The two methods you give should be equivalent. I think most SQL engines would do exactly the same thing in both cases.

And, by the way, this won't work. You have to have at least one field that is differernt or every record will match itself.

You might want to try something more like:

select col1, col2, col3
from table
group by col1, col2, col3
having count(*)>1


回答4:

For table with 100m+ rows, Using GROUPBY functions and using holding table will be optimized. Even though it translates into four queries.
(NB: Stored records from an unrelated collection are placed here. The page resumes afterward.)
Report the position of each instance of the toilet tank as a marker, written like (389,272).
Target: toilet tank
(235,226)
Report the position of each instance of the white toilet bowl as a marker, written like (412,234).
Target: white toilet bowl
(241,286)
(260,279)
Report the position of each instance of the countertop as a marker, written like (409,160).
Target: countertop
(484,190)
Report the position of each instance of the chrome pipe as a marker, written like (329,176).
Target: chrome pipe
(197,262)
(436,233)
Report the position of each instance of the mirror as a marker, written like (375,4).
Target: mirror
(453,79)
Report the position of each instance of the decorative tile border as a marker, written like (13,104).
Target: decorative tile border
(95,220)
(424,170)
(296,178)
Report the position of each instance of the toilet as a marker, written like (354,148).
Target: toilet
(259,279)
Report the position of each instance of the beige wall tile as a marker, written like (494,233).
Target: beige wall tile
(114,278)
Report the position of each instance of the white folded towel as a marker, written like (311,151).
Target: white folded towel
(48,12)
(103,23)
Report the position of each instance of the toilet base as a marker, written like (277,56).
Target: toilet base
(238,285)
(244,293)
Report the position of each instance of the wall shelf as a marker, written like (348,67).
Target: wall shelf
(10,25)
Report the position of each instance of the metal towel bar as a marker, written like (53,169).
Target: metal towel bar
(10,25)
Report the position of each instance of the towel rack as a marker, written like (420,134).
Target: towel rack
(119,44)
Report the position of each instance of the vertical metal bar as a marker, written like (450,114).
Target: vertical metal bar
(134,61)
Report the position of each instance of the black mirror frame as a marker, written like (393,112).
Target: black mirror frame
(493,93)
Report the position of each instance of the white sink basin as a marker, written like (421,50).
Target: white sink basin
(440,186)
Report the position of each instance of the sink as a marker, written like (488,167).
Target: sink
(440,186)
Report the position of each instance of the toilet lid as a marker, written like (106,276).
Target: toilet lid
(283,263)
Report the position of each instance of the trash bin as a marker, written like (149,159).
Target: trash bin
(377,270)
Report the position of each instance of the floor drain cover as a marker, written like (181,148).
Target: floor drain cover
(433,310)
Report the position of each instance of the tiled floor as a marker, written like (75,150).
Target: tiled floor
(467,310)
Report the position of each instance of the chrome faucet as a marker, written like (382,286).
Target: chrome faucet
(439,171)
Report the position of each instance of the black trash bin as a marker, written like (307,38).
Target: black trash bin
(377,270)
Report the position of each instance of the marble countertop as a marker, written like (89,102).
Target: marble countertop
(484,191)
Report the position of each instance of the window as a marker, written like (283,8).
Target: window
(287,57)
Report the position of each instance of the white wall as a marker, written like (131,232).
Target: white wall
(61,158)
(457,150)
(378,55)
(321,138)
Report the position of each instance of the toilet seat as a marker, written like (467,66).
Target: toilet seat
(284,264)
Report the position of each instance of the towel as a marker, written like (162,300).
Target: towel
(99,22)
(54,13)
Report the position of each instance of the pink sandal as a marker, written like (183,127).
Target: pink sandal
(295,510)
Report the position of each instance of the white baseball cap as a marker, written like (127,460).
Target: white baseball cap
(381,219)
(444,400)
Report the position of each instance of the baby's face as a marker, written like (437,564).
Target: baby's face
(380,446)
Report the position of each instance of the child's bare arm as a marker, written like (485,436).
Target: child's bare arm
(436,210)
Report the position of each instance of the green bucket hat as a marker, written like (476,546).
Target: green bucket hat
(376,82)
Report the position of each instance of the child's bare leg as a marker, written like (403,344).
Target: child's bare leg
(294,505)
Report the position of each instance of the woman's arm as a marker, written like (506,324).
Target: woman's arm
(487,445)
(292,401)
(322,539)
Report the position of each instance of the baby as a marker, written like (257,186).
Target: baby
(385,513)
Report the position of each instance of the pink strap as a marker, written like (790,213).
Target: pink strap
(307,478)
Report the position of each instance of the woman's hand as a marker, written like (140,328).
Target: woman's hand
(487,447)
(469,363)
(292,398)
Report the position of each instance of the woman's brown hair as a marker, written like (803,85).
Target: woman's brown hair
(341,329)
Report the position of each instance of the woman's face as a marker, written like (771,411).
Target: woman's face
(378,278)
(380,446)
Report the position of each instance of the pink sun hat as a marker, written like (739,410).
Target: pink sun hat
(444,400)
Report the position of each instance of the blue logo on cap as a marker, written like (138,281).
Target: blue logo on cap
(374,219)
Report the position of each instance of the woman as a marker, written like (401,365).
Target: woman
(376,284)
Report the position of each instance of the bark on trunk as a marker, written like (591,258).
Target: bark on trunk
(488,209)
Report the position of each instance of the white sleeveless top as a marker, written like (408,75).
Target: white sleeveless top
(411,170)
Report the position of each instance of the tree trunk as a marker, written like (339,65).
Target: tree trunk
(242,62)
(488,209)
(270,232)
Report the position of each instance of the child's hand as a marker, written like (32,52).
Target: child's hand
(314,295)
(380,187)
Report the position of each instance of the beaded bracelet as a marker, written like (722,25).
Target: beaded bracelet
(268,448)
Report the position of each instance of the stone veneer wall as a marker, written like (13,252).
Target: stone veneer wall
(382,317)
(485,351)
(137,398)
STEP 1: create a holding key:

SELECT col1, col2, col3=count(*)
INTO holdkey
FROM t1
GROUP BY col1, col2
HAVING count(*) > 1

STEP 2: Push all the duplicate entries into the holddups. This is required for Step 4.

SELECT DISTINCT t1.*
INTO holddups
FROM t1, holdkey
WHERE t1.col1 = holdkey.col1
AND t1.col2 = holdkey.col2

STEP 3: Delete the duplicate rows from the original table.

DELETE t1
FROM t1, holdkey
WHERE t1.col1 = holdkey.col1
AND t1.col2 = holdkey.col2

STEP 4: Put the unique rows back in the original table. For example:

INSERT t1 SELECT * FROM holddups


回答5:

To detect duplicates, you don't need to join:

SELECT col1, col2
FROM table
GROUP BY col1, col2
HAVING COUNT(*) > 1

That should be much faster.



回答6:

In my experience, SQL Server performance is really bad with OR conditions. Probably it is not the self join but that with table3 that causes the bad performance. But without seeing the plan, I would not be sure.

In this case, it might help to split your query into two: One with a WHERE condition t3.uniqueoid = 1 and one with a WHERE condition for the other conditons on table3, and then use UNION ALL to append one to the other.